Familiennachzug für subsidiär Schutzberechtigte gestoppt: Bundestag verabschiedet umstrittenes Gesetz
Der Bundestag hat beschlossen, den Familiennachzug für Personen mit eingeschränktem Schutzstatus für zwei Jahre zu unterbinden. Dieser Beschluss betrifft insbesondere syrische Schutzsuchende. Für den Gesetzentwurf der großen Koalition stimmten beeindruckende 444 Abgeordnete, während 135 dagegen votierten. Bundesinnenminister Alexander Dobrindt (CSU) betonte in seinen Ausführungen, dass es darum gehe, den Zuzug nach Deutschland in geordneten Bahnen zu lenken und zu begrenzen.
Die Debatte hierzu gestaltete sich lebhaft, mit zahlreichen Zwischenrufen aus den Reihen der Abgeordneten. Bislang war der Nachzug für subsidiär Schutzberechtigte, im Unterschied zu anerkannten Flüchtlingen, bereits auf 1.000 Angehörige pro Monat limitiert.
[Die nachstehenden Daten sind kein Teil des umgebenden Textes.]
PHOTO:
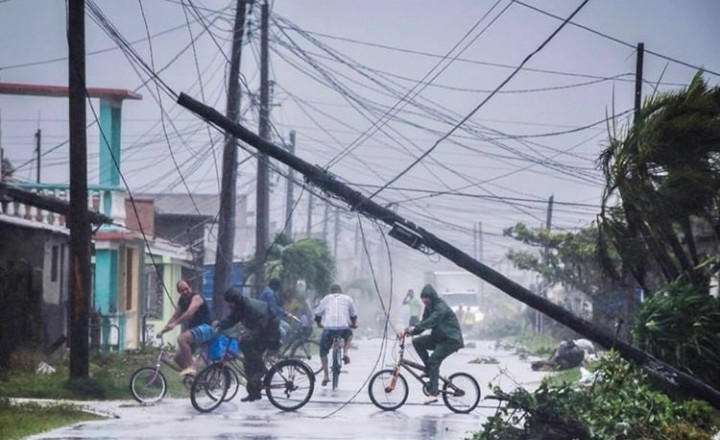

In Zukunft sollen Ausnahmen nur noch in besonderen Härtefällen möglich sein, etwa wenn es um Ehepartner, minderjährige Kinder oder im Falle von unbegleiteten Minderjährigen die Eltern geht.
Die AfD unterstützte die Gesetzesänderung und wertete sie als kleinen Schritt in die richtige Richtung. Bernd Baumann, Parlamentarischer Geschäftsführer der AfD, stellte fest, dass Dobrindt sich bei den Ideen der AfD bedient habe. Gegenwind kam von der fluchtpolitischen Sprecherin der Linksfraktion, Clara Bünger, die der Koalition eine 'menschenfeindliche Abschreckungspolitik' vorwarf.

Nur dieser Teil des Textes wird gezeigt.